L'Américain prit un air étonné.
– Ne savez-vous donc pas que c'est lui qui l'a enlevée?.. murmura-t-il.
– Mais alors… commença Vincent dont les lèvres tremblaient de colère.
– Que sais-je?.. interrompit Robert en se rapprochant du jeune homme, qui ne s'éloigna point cette fois; l'affection aveugle le cœur, vous le savez bien… Tant que j'ai aimé cette Lola, je n'ai rien voulu voir… je n'ai rien vu… Mais, depuis qu'elle nous a trahis tous, mes yeux se sont ouverts… J'ai mesuré avec effroi, M. Vincent, la perversité de cette femme… Il faut bien le dire: tout en restant la maîtresse d'Alain de Pontalès, c'est elle qui l'a aidé à enlever votre cousine.
Vincent écoutait d'un air sombre, les lèvres blêmes et les sourcils froncés.
– Il y a deux mois, maintenant, reprit l'Américain comme en se laissant aller à ses souvenirs, que la catastrophe a eu lieu… Pontalès nous chassa tous du manoir, hôtes et maîtres… Votre oncle René n'avait plus rien… moi, au contraire, j'ai reçu, par la volonté de Dieu, quelques fonds de mon pays, et j'ai été bien heureux de rendre à mon pauvre ami une partie de ce qu'il avait fait pour moi… Grâce à mes petites ressources, René de Penhoël, sa noble femme et votre bon père, M. Vincent, évitent au moins la misère, en attendant des jours plus heureux.
L'Américain prononça ces derniers mots avec un accent d'émotion véritable.
Il passa son bras sous celui de Vincent, qui ne fit point de résistance.
– Mais vous, reprit-il, parlez-moi de vous, je vous en prie, mon jeune ami.
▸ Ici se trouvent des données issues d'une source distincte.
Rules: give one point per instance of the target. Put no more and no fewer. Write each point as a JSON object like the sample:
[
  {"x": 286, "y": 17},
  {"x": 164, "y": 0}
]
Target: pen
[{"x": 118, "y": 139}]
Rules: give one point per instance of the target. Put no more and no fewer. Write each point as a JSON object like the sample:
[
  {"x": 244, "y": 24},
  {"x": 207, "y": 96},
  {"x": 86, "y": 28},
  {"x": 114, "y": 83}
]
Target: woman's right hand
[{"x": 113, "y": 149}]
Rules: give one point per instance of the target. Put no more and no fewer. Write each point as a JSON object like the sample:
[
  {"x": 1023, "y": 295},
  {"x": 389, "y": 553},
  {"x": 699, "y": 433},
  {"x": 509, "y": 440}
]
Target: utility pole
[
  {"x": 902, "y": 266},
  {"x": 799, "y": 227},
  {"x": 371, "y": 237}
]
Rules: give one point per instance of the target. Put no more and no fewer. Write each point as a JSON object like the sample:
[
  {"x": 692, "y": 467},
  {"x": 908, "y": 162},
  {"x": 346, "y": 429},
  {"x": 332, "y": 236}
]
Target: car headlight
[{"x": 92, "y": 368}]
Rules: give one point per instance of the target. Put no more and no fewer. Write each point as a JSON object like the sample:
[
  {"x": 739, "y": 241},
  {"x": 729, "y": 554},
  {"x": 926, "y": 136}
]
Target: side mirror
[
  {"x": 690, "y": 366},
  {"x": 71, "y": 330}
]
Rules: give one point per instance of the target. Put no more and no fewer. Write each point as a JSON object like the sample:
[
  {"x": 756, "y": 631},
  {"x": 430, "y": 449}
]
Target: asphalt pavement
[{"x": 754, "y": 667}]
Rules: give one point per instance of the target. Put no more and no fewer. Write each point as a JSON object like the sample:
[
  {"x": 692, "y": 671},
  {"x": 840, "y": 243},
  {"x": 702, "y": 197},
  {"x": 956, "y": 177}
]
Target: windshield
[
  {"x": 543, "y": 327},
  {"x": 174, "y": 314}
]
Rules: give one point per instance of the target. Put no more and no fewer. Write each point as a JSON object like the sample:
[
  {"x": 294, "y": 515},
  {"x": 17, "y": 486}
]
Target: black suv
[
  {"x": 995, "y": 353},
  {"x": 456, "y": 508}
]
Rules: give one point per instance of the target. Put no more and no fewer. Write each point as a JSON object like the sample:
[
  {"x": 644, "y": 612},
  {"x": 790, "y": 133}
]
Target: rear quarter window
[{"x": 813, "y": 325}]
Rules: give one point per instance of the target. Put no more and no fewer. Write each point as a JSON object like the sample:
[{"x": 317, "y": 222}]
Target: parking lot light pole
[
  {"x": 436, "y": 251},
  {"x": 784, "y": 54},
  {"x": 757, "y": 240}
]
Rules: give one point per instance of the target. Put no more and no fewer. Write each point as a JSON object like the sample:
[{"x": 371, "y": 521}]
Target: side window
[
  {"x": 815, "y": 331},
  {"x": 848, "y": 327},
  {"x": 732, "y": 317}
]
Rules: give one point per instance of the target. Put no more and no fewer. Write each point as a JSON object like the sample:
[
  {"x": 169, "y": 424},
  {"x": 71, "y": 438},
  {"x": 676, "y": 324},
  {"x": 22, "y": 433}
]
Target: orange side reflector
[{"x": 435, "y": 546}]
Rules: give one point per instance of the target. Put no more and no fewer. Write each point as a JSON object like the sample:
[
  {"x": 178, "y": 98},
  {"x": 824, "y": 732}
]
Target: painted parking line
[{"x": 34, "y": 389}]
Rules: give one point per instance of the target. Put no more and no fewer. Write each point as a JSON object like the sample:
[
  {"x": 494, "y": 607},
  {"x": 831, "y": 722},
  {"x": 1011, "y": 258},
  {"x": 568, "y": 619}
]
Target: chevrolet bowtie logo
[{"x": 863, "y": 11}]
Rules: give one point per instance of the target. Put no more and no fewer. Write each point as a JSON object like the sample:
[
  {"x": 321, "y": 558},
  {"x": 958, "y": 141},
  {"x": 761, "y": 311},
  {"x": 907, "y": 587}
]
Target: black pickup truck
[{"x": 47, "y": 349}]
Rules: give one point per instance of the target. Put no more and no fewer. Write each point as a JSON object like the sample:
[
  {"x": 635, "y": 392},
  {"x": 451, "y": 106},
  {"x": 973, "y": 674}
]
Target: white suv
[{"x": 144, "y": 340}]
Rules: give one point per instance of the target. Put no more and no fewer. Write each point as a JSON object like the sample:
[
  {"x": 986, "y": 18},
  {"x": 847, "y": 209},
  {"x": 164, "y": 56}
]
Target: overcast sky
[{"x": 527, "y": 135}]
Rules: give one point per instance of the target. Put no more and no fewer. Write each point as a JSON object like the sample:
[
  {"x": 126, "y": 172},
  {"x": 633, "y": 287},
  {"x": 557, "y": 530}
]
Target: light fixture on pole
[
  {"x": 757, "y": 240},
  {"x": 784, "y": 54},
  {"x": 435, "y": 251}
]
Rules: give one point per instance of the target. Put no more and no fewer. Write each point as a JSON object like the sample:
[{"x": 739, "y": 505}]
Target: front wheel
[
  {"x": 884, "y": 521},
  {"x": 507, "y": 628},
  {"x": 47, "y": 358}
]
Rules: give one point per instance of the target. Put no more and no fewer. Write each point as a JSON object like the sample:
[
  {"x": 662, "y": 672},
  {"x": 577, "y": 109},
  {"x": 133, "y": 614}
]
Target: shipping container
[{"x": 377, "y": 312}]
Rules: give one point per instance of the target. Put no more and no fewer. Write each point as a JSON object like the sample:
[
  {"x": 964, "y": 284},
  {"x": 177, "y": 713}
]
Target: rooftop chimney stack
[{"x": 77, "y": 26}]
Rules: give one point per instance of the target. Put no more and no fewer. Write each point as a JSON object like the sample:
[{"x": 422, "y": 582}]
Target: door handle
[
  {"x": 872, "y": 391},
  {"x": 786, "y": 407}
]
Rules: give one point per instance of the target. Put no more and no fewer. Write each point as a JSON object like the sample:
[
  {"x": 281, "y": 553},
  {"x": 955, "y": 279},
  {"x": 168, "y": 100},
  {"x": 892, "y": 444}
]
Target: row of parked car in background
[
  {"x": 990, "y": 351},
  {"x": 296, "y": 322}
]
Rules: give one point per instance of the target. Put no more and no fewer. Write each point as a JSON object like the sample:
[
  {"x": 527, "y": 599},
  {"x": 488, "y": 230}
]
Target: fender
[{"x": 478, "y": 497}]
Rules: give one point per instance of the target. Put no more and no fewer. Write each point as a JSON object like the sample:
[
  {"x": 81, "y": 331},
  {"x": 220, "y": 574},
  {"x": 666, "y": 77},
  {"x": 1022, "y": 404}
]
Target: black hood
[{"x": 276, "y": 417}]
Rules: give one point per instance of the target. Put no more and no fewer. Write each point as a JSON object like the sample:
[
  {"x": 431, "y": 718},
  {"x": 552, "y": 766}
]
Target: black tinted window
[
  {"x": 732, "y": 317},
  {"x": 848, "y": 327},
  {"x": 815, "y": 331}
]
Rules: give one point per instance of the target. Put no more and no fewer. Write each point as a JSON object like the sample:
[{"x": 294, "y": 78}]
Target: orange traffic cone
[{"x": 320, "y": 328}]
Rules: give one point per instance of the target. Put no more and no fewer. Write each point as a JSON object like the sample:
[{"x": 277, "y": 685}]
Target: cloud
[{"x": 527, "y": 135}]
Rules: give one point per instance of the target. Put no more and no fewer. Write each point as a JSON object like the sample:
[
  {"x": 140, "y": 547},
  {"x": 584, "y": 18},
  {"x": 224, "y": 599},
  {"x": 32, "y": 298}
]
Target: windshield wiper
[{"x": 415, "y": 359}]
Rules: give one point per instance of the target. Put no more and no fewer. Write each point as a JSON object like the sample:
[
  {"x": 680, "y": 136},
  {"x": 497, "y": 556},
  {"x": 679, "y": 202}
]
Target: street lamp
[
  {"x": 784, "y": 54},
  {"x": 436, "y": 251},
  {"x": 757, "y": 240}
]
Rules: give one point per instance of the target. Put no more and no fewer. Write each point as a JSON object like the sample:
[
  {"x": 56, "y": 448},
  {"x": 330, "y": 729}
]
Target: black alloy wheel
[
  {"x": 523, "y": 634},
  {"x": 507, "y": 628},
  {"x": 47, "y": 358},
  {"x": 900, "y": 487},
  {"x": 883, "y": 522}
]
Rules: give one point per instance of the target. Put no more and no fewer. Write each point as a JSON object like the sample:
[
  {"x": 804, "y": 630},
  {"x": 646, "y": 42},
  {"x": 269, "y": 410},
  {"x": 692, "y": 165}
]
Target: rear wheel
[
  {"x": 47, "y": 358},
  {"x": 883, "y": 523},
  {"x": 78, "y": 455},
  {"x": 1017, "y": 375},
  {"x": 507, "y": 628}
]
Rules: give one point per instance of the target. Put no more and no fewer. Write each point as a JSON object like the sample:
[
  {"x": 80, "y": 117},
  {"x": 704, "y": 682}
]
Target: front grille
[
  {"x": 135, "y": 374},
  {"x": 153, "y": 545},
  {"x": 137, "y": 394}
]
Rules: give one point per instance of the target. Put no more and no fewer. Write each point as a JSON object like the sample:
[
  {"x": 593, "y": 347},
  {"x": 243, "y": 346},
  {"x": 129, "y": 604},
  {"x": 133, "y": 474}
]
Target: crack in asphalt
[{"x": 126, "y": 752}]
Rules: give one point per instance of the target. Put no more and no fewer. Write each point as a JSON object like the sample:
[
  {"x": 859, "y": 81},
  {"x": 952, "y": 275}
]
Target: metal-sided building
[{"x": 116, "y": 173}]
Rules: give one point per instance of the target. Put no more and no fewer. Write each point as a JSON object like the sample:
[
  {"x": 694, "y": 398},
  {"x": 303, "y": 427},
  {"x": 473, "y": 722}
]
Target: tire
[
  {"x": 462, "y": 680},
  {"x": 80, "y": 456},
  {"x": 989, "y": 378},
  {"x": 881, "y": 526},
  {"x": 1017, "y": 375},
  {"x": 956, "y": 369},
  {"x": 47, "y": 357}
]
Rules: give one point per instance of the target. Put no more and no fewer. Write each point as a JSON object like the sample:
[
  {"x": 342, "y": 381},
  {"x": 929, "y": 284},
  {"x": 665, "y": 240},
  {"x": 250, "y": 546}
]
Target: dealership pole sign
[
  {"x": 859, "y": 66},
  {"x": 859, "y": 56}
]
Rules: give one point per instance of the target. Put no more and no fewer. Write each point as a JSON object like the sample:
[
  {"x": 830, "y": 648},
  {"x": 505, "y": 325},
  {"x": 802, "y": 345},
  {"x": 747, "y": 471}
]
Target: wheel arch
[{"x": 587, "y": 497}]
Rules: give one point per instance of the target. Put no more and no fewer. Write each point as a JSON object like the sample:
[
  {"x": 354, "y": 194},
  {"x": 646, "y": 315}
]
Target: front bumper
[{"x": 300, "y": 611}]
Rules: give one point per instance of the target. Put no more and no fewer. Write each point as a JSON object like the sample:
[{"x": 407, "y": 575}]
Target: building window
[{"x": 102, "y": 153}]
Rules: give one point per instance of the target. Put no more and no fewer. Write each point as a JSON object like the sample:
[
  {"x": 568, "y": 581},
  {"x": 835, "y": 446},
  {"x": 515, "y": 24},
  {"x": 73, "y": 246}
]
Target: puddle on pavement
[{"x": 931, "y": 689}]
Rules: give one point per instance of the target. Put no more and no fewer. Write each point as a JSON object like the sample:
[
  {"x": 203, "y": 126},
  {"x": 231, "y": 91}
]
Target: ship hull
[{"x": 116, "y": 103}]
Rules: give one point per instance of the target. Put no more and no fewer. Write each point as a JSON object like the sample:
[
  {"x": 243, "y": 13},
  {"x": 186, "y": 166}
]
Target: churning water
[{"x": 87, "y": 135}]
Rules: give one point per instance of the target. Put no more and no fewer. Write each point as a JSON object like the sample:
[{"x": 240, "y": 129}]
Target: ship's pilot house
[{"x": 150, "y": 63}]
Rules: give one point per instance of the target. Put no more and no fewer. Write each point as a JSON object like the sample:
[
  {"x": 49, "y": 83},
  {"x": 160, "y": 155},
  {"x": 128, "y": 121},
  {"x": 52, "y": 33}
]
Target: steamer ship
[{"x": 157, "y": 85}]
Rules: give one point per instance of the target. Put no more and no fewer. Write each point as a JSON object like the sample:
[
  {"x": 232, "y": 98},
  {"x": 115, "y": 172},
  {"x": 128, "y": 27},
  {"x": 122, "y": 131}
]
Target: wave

Pourquoi cet uniforme, qui n'est point celui de la marine?.. Et comment vous trouvez-vous en ce lieu?..
Au moment où Vincent allait répondre, ses yeux se portèrent par hasard vers la grande avenue de l'Étoile, où passait une escouade de soldats, suivis de loin par des sergents de ville.
Il quitta précipitamment le bras de Robert pour se jeter derrière un arbre.
L'Américain eut un beau mouvement. Affectant de se douter, pour la première fois, d'un fait que le costume de Vincent lui avait révélé dès le début de l'entrevue, il déboutonna son riche pardessus d'hiver, s'en dépouilla vivement, et le tendit au jeune homme.